Edmund Burke once said, “It is the nature of all greatness not to be exact.” There is a certain kind of conversation I often have that brings this point to mind. I often argue that we underestimate the degree to which bottom-up, evolved orders can solve the kinds of public goods or externality problems that some insist can only be solved through top-down coercion. Occasionally, an interlocuter will follow up with what they imagine is a killer question—“Do you have a specific mechanism in mind people will use to solve this particular problem?” But asking this question only shows one has misunderstood the argument.

Innovation occurs when someone comes up with an idea that nobody has thought of before. By their very nature, innovative ideas can’t be identified in advance. If we already knew what they were, they wouldn’t be innovative ideas, they would be established ideas. Similarly, freedom isn’t simply the liberty to stick to established ideas—freedom means giving people the room to deal with the troubles of life in ways that are new and innovative, ways that haven’t been tried before or specified in advance. In advance, I could not have identified the specific mechanisms people would have used to solve common pool resource problems of the kind Elinor Ostrom made a career out of identifying. Nor could I, in advance, have specified the “custom of the orchard” that emerged among beekeepers to handle the externalities associated with beekeeping. I’ve criticized this sort of thinking with the terribly clunky term “the 5-1 error” before—the inability to see solutions to collective action problems that evolve organically because one can only conceive of them as functioning by known mechanisms specified in advance.

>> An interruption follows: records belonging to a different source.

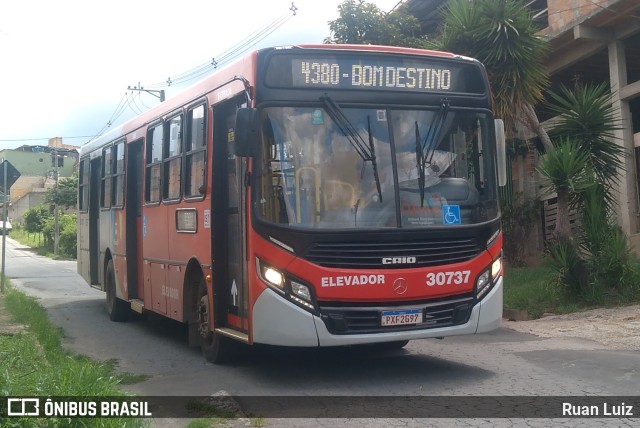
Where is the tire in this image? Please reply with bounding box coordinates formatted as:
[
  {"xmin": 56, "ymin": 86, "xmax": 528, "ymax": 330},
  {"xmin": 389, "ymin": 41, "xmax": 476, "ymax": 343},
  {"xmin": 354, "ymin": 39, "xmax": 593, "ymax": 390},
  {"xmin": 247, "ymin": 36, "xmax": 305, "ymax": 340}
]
[
  {"xmin": 104, "ymin": 260, "xmax": 129, "ymax": 322},
  {"xmin": 195, "ymin": 278, "xmax": 235, "ymax": 364}
]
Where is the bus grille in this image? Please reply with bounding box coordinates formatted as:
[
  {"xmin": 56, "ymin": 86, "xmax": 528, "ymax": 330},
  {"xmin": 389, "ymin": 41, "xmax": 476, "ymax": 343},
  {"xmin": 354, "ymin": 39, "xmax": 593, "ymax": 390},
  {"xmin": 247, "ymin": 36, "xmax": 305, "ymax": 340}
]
[
  {"xmin": 320, "ymin": 297, "xmax": 473, "ymax": 334},
  {"xmin": 305, "ymin": 238, "xmax": 481, "ymax": 269}
]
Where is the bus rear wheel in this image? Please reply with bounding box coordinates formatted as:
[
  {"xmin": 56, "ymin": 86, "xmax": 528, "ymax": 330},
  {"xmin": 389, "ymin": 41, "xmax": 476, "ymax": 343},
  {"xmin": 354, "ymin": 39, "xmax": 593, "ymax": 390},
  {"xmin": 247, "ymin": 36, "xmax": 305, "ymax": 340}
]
[
  {"xmin": 105, "ymin": 260, "xmax": 129, "ymax": 322},
  {"xmin": 196, "ymin": 278, "xmax": 234, "ymax": 364}
]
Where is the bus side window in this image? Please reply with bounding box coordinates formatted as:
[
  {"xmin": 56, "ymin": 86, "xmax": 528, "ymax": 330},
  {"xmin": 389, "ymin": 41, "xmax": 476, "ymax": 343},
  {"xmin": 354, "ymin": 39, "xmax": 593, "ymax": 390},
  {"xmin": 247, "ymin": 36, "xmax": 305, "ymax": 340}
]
[
  {"xmin": 144, "ymin": 124, "xmax": 163, "ymax": 204},
  {"xmin": 112, "ymin": 141, "xmax": 124, "ymax": 207},
  {"xmin": 162, "ymin": 115, "xmax": 182, "ymax": 201},
  {"xmin": 184, "ymin": 105, "xmax": 207, "ymax": 198},
  {"xmin": 100, "ymin": 146, "xmax": 113, "ymax": 208},
  {"xmin": 78, "ymin": 158, "xmax": 89, "ymax": 213}
]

There is a certain breed of intellectual who holds their intellect in such high esteem that they fail to grasp how little their own mind can contain about the world around them. Thus, if they cannot see or identify a way for people to solve a problem among themselves, that’s as good as saying no such solution exists. Alternatively, intellectuals of this sort can go a step further, and offer a positive argument for why bottom-up solutions cannot work, thus requiring top-down coercive solutions to be created and imposed by…well, intellectuals such as themselves.

In terms of raw brainpower, few people in history could claim to be at the level of John Stuart Mill. Yet Mill had many curious blind spots. He was very concerned with issues of distribution over production, because he believed the potential for productive growth had basically peaked—so all further improvements in the standard of living would have to come about through ever more efficient and clever distribution instead of increased production. He worried that we would soon run out of music to create, because the range of musical notes we can hear is finite and the number of possible note combinations is also finite. From his armchair, he produced an argument for why lighthouses, as public goods, could not be provided on the private market and thus required public provision.

But Mill was wrong about all of these things. It should be obvious to the reader how Mill failed to predict how our capacity for production would continue to grow, and that musical innovation has only grown as well. But these are only failures of prediction on Mill’s part. His conclusion about lighthouses was not merely a failure of prediction, it was a failure of observation as well. Even as Mill made that argument, as Michael Munger points out, “most—more than three-quarters—of all lighthouses had been built, and were being operated, by private individuals.” Had Mill gotten out of his armchair and gone out to a port to check, he could have seen that his argument was mistaken, and people found private solutions to the public goods problem. But he saw no need to check—he had his argument showing private actors couldn’t solve the public goods problem and state action was needed. He saw no mechanism that he could specify in advance to solve this problem—which was as good as proving no such mechanism existed. J. E. Meade, too, had his argument for why beekeepers could not solve the externality problems related to beekeeping, and he felt no need to bother to actually check to see if he was right. He couldn’t think of a way to specify a solution, so no solution existed as far as he was concerned. He was wrong too.

If people were only granted freedom when its benefits can be identified and specified in advance, freedom and innovation would utterly cease. Too many intellectuals see themselves as fit to set the boundaries on other peoples’ freedoms based on nothing more than the limits of their own understanding. As is often the case, Thomas Sowell said it better than anyone else:

Freedom is not simply the right of intellectuals to circulate their merchandise. It is, above all, the right of ordinary people to find elbow room for themselves and a refuge from the rampaging presumptions of their “betters.”